「小学生になってから」「高学年になったら」「使うときだけ渡し、中学生になるまであげない」など、お小遣いを始めるタイミングは、家庭によって大きく異なる。

基本的には各家庭のポリシーで良いのだろうけど、お小遣いを始めるタイミングの目安ってある? ファイナンシャル・プランナーの柳澤美由紀さんは次のように言う。

「お小遣いをあげるタイミングは家庭の考え方次第で良いですが、金銭感覚は小さい頃に身につけておいたほうが、成果が出やすいということはいえます」(柳澤さん 以下同)

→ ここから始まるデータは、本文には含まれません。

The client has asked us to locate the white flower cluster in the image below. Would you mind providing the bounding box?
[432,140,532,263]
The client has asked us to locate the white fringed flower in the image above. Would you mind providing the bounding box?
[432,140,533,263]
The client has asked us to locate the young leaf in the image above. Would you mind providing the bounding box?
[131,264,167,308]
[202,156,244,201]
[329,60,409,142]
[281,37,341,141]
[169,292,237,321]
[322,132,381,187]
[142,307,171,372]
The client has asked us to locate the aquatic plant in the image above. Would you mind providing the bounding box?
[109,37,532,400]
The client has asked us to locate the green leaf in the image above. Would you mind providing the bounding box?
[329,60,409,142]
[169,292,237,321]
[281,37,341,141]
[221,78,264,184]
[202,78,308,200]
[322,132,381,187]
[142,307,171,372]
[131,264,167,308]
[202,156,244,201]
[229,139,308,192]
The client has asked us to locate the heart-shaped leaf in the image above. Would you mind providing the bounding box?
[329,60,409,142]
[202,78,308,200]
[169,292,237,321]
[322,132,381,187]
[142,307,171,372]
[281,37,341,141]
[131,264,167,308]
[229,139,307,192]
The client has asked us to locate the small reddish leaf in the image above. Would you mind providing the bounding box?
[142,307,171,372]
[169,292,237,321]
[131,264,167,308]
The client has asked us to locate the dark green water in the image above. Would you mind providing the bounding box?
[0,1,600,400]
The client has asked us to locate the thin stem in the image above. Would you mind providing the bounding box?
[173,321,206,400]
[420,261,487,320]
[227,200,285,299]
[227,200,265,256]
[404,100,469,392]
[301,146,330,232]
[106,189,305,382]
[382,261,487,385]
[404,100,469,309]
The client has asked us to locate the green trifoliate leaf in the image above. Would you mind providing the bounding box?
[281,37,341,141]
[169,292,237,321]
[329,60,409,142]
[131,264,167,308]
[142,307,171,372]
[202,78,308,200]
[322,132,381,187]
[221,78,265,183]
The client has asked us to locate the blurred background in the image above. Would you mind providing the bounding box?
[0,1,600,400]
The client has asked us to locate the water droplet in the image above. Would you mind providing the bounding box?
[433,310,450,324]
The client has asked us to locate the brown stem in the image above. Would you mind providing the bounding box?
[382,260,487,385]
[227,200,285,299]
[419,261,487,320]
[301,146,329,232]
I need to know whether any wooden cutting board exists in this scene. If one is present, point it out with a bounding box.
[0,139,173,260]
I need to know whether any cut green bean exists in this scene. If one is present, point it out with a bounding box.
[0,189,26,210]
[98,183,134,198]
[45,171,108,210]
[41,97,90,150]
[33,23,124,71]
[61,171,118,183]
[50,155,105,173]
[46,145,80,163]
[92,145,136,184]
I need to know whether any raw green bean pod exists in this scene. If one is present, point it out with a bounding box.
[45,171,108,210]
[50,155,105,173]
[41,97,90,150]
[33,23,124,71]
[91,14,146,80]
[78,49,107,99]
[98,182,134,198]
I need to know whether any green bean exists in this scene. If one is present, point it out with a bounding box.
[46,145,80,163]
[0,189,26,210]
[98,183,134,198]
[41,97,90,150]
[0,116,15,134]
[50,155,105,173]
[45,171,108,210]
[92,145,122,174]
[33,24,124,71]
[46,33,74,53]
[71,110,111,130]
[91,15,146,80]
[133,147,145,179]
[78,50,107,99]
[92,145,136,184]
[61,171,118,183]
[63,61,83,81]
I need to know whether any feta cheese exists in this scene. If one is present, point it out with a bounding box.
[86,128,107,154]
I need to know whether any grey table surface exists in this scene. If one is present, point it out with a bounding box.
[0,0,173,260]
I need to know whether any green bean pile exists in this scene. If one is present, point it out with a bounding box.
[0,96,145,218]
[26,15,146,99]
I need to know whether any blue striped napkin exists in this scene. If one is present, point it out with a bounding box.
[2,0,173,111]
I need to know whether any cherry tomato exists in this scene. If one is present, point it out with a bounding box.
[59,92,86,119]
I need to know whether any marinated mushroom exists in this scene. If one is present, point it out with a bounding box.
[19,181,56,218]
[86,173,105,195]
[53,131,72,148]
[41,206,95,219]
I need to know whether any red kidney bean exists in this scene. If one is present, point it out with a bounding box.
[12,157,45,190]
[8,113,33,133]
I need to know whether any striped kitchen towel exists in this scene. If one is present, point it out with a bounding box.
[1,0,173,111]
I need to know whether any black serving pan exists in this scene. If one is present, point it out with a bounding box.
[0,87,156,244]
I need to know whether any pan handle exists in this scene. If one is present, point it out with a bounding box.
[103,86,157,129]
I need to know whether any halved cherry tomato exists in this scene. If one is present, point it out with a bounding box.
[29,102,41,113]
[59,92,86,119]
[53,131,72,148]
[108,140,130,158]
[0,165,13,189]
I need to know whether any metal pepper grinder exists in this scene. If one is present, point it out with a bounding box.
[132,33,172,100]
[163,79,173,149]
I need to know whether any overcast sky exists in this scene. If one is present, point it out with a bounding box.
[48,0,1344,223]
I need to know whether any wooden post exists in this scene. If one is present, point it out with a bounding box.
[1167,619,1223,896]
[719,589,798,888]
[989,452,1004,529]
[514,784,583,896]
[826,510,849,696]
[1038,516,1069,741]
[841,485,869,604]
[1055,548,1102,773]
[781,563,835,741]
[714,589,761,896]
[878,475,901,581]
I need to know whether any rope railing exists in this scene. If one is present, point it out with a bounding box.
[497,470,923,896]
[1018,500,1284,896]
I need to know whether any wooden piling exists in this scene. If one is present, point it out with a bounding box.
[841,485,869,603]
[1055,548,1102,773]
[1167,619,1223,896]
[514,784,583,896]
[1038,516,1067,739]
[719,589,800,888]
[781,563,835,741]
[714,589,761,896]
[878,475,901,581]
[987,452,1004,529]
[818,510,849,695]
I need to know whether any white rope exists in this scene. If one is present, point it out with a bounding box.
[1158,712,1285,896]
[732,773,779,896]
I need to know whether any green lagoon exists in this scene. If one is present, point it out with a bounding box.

お金の教育を始めるタイミングのひとつの目安は、「お買い物ごっこを始めたり、買い物に一緒に行き始めたりした頃」だそう。なぜお金とモノを交換できるのか、親子で対話してみよう。このとき、同時にお小遣いを上げ始めるのも良いそうだ。

●同じ額でも、お小遣いの渡し方に工夫を

実は柳澤さんの家庭では、お小遣いを4歳の頃から1日100円ずつあげていたそう。小さな子には、額が多すぎる気がするが…。

「『100円で買えるものを買っておいで』『50円だったら? 2個買えるね』などと、算数の前に実体験でお金を扱っておくと、計算が間違って足りないときの恥ずかしさも学びます。生きていくための知恵を身につけさせるためなのです」

1日100円は、1カ月3000円にもなる。でも、いっぺんに3000円渡すのとは大きく違うそうだ。

「例えば、ゲームのカードをパックで買うと300円ぐらいしますよね。すると『3回ガマンすれば買える』と考えるようになります。工夫すれば買えるという感覚を身につけていくと、無闇にお金を使いません。わが家の場合、高校1年生まで同額でしたよ」

ただし、「食育を大切にしていて、おやつはすべて手作り」といった家庭や、モノを買う場所にあまり行かない子どもの場合、お小遣いは必要ないことも多いそう。

●お小遣いをあげることで、お金に対する免疫をつける

ただ、子どもが高学年くらいになると、お小遣いをもらわないことによる仲間外れや、友だちのお金を借りたまま返さない、奢ることで友達の気をひこうとする子なども出てくる可能性がある。

「お金に関する免疫がないと、いきなりお小遣いをもらった途端、ゲームセンターで大金を一気に使ったり、足りなくなると親の財布からお金を抜いたり、友達に頼まれて貸してしまったりなどのトラブルに巻き込まれやすいこともあります」

幼い頃に少額の範囲で失敗するのに比べ、大きくなってからのお小遣いは、額も大きくなるだけに、失敗も大きくなってしまうということのよう。

子どもがお金に興味を持ったとき、少し足りないくらいの金額から渡してみては?